Ik koos ervoor om naar de ‘terugvalpreventie-groep’ te gaan, waarin je met een aantal mensen die klaar zijn met de intensieve therapie eenmaal in de twee weken anderhalf uur samen komt. Vooraf maak je een ‘terugvalpreventie-plan’ waarin je zelf alle gevaren voor een terugval noteert en de kenmerken die zo’n terugval kunnen aanduiden. Dit bespreek je samen met een therapeut, en een door jezelf samengesteld ‘terugvalpreventie-team’. Bij mij waren dit drie goede vriendinnen, mijn moeder en mijn zusje. Samen neem je het plan door en bespreek je waar je nog aan wilt werken en waar je (echt) ondersteuning bij nodig hebt. Vervolgens bespreek je eenmaal in de twee weken met de therapeut en de groep hoe het met je gaat en krijg je tips om de komende twee weken weer verder te kunnen.
Door de gehele therapie heen vindt ook ‘systeem-therapie’ plaats. Waarbij jij samen met je ‘systeem’ met een therapeut de situatie thuis bespreekt en hoe iedereen het beste kan handelen. Ik heb hier bijvoorbeeld vaak mijn ouders en zusje meegenomen, maar ook partners en vrienden worden vaak meegenomen. Deze therapievorm was voor mij erg confronterend, maar erg nuttig, ook om meer begrip te krijgen van je naasten.
Afgelopen november (2015) heb ik na dik twee jaar mijn therapie afgerond. Het gaat enorm goed met me, ik kan zoveel meer aan, ben een rustiger mens geworden en denk veel meer aan mezelf. Natuurlijk is het eten soms nog moeilijk, zeker als ik moe ben of me niet goed voel, maar samen met mijn ‘team’ en met alle kennis die ik heb opgedaan bij PsyQ kan ik dit (goed) aan. Ik ben dankbaar voor de behandeling bij PsyQ en met hoeveel tijd, liefde en rust zij hun cliënten behandelen. Het was een enorm zware tijd, wat soms een donker gat leek waar niet uit komen was, maar ondanks alles is mijn leven nu zo mooi en vol geluk, dat ik dankbaar ben voor deze tijd. Vergeet vooral niet, dat je zelf moet willen en zelf moet vechten. Vergeet nooit je doel en het uitzicht naar wat het leven je allemaal te bieden heeft.
Ad den Besten – Ik word weer mens
Hier loopt mijn lichaam zich te vergewissen
van de geluiden en het licht der stad,
van geuren waar’t zich niet in kan vergissen,
van aanrakingen die het lang moest missen
en van zichzelf, dat het in’t aanzijn trad.

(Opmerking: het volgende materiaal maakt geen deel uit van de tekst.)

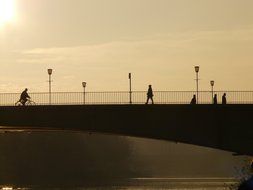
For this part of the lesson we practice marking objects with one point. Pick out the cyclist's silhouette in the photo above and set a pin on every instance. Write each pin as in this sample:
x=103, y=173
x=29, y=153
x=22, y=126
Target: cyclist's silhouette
x=24, y=96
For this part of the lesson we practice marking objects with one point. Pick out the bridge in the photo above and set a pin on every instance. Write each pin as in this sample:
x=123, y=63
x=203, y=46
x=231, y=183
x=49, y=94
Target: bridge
x=226, y=127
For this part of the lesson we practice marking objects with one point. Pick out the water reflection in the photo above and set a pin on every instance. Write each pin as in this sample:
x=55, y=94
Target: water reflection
x=65, y=159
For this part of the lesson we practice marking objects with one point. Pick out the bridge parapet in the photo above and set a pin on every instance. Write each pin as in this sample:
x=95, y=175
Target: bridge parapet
x=123, y=97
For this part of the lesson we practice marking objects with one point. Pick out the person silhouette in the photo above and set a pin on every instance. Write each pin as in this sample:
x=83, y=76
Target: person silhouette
x=193, y=101
x=150, y=94
x=24, y=96
x=224, y=99
x=215, y=99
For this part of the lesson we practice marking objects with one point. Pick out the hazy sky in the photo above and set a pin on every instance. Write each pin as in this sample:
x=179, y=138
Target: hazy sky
x=101, y=41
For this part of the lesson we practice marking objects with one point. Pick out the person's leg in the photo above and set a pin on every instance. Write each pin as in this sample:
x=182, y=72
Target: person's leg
x=24, y=101
x=147, y=100
x=152, y=100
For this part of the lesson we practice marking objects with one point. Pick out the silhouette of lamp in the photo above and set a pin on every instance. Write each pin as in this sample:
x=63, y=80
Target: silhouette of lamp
x=49, y=71
x=130, y=87
x=197, y=81
x=212, y=84
x=84, y=85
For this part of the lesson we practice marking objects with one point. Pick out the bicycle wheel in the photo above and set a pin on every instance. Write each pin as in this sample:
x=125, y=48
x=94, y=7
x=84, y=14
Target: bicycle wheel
x=18, y=103
x=30, y=103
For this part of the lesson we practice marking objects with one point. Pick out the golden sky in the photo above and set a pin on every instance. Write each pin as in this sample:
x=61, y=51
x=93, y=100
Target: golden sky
x=101, y=41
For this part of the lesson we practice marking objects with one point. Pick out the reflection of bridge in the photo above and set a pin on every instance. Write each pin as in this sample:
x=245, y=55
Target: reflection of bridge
x=226, y=127
x=123, y=97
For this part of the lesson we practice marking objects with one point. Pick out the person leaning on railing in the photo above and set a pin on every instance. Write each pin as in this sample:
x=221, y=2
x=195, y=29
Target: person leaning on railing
x=24, y=97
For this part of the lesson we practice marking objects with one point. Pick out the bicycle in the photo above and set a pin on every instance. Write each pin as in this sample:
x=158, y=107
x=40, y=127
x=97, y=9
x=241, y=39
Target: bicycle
x=29, y=102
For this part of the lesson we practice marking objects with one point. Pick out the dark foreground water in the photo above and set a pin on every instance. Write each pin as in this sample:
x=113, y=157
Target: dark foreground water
x=67, y=160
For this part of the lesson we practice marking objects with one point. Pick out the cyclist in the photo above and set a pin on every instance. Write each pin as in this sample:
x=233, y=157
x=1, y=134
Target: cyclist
x=24, y=96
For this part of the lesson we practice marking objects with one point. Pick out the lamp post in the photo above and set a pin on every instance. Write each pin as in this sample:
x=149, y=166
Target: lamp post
x=84, y=85
x=212, y=84
x=197, y=81
x=130, y=87
x=49, y=71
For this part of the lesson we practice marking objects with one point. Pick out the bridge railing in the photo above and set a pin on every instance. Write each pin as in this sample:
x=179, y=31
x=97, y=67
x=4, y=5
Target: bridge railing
x=123, y=97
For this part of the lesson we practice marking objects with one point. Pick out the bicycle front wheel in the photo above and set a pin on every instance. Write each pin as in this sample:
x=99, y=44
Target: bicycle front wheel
x=30, y=103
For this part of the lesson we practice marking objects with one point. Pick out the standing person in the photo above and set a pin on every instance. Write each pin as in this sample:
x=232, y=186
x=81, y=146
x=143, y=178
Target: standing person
x=150, y=94
x=215, y=99
x=224, y=99
x=24, y=96
x=193, y=101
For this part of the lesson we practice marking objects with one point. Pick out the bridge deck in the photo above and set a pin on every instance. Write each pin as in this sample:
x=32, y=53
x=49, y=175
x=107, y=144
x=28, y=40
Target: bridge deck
x=226, y=127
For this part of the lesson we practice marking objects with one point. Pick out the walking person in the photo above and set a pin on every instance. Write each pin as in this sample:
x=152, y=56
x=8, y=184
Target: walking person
x=224, y=99
x=215, y=99
x=150, y=94
x=24, y=97
x=193, y=101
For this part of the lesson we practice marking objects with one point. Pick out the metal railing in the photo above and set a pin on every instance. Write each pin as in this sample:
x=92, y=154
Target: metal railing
x=122, y=97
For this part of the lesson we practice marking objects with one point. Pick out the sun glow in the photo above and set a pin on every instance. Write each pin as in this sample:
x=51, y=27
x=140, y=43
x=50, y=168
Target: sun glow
x=7, y=11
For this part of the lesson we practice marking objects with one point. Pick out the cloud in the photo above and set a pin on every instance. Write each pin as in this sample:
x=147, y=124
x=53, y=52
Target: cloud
x=165, y=60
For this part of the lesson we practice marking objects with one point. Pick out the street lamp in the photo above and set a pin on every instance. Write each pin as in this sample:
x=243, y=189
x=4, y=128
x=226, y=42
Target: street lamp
x=130, y=87
x=197, y=81
x=212, y=84
x=49, y=71
x=84, y=85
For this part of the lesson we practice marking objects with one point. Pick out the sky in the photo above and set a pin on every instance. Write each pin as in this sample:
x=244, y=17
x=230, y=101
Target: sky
x=101, y=41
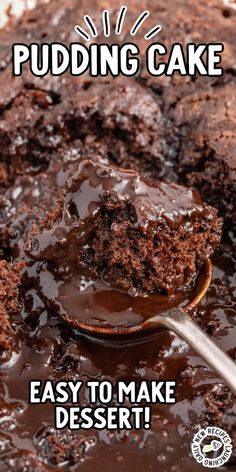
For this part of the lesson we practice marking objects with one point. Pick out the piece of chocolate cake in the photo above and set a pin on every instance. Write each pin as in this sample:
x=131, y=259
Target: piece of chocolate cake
x=138, y=235
x=207, y=159
x=9, y=305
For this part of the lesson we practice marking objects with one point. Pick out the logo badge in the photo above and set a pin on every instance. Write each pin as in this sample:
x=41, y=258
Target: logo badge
x=211, y=447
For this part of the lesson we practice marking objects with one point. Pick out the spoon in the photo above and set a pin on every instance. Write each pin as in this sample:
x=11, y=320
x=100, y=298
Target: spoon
x=178, y=320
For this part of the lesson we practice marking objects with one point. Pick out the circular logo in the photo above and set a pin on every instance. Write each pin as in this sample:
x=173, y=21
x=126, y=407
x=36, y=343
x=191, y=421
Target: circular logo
x=211, y=447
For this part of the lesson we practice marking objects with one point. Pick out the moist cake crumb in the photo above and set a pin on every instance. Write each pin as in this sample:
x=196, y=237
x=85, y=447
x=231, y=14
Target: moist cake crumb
x=137, y=235
x=10, y=280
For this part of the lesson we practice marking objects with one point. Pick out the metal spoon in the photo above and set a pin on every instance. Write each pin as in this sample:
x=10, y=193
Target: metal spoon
x=179, y=321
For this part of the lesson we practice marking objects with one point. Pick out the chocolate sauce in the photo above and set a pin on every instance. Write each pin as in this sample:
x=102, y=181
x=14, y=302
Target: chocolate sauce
x=51, y=349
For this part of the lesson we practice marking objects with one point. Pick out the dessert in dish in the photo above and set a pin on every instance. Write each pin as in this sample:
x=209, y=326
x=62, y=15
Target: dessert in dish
x=169, y=129
x=136, y=235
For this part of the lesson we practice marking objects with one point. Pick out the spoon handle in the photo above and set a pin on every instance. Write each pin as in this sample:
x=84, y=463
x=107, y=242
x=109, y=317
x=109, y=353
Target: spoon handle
x=182, y=324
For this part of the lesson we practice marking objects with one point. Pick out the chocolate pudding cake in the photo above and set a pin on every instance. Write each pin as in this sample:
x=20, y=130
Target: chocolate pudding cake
x=137, y=235
x=105, y=193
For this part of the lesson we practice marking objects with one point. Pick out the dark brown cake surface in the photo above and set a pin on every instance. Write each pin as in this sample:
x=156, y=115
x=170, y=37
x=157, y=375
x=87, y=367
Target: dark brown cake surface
x=173, y=128
x=137, y=235
x=207, y=158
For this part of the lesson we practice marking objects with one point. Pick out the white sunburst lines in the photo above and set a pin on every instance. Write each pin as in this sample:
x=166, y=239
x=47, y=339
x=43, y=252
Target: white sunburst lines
x=106, y=24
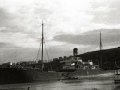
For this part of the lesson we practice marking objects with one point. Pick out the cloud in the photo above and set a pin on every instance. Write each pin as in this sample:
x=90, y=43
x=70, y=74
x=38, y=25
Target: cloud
x=110, y=37
x=106, y=12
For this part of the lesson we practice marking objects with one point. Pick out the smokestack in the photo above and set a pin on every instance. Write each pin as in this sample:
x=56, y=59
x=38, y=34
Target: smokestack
x=75, y=51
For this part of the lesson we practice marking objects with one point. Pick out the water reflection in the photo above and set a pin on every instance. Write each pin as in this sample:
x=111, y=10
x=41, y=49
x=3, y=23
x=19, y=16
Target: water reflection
x=65, y=85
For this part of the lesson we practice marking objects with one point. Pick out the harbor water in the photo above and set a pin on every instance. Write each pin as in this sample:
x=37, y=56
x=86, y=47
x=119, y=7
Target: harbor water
x=106, y=84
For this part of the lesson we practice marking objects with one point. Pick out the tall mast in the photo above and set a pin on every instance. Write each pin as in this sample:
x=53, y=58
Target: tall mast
x=100, y=50
x=42, y=47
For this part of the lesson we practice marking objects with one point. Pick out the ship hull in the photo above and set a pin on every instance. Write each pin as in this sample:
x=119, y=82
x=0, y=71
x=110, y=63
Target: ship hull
x=90, y=74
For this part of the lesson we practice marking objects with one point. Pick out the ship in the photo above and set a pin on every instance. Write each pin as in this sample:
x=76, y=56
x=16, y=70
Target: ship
x=72, y=68
x=79, y=69
x=13, y=74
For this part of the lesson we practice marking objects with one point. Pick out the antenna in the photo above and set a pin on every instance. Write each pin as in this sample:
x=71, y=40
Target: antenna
x=100, y=49
x=42, y=46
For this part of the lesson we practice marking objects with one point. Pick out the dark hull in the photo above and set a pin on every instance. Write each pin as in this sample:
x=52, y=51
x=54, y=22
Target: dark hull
x=91, y=73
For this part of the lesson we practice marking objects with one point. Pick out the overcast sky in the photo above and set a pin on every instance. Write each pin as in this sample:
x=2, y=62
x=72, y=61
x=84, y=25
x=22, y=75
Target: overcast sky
x=68, y=24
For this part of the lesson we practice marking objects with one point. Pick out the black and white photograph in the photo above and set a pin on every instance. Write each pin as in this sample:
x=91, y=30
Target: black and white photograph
x=59, y=44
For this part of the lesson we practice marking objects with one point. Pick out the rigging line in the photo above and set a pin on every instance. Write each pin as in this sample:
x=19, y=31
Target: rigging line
x=16, y=51
x=117, y=65
x=48, y=56
x=38, y=52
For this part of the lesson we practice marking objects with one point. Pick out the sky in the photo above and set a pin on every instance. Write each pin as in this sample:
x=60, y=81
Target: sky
x=68, y=24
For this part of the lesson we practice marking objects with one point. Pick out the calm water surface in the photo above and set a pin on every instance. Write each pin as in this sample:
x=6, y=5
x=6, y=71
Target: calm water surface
x=64, y=85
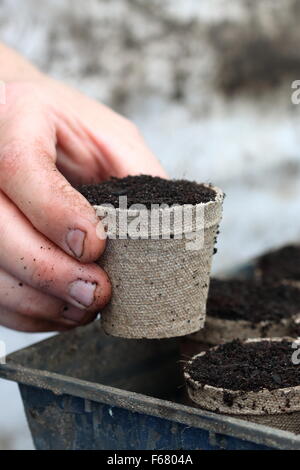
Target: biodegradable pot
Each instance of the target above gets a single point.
(279, 408)
(220, 330)
(159, 286)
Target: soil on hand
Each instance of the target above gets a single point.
(147, 190)
(247, 367)
(252, 300)
(281, 264)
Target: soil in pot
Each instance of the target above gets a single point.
(257, 380)
(246, 309)
(247, 367)
(280, 264)
(147, 190)
(159, 285)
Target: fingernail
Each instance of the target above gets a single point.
(75, 241)
(82, 293)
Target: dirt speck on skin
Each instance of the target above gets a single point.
(247, 367)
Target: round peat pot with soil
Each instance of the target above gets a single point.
(247, 309)
(280, 265)
(257, 380)
(160, 272)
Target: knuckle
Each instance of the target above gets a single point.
(11, 158)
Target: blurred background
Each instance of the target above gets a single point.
(209, 85)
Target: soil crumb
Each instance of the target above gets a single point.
(247, 367)
(281, 264)
(147, 190)
(252, 301)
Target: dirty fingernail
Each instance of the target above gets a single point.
(82, 293)
(75, 241)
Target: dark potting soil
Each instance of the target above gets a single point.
(281, 264)
(253, 301)
(247, 367)
(147, 190)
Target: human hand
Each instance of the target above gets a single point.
(51, 136)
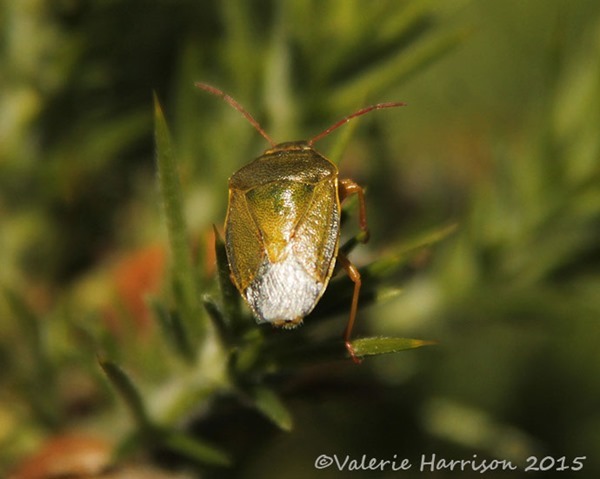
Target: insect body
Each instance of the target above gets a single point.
(283, 227)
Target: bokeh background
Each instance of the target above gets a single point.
(500, 137)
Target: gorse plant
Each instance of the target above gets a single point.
(120, 327)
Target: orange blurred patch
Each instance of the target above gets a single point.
(70, 455)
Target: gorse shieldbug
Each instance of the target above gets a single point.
(282, 228)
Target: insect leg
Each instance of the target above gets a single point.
(348, 187)
(354, 276)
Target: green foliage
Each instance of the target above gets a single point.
(483, 200)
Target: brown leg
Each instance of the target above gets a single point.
(348, 187)
(354, 275)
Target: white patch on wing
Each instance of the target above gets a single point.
(283, 291)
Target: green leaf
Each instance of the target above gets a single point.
(172, 199)
(128, 391)
(43, 375)
(269, 404)
(384, 345)
(398, 67)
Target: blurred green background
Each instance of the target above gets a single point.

Ik ben maar ademen, ik ben maar leven,
een wezen trillend van genot, een dier;
aan prikkelingen is het prijsgegeven,
het wordt gestreeld en het herkent zich even:
een lichaam dat mij viert en dat ik vier.
Ik word weer mens, ik mijn ziel ontvonken
aan deze vuurslag: zin en tegen-zin.
En ik loop, in mijn lichaam diep verzonken,
volkomen helder en volkomen dronken,
verrukt het lichaam van de liefste in.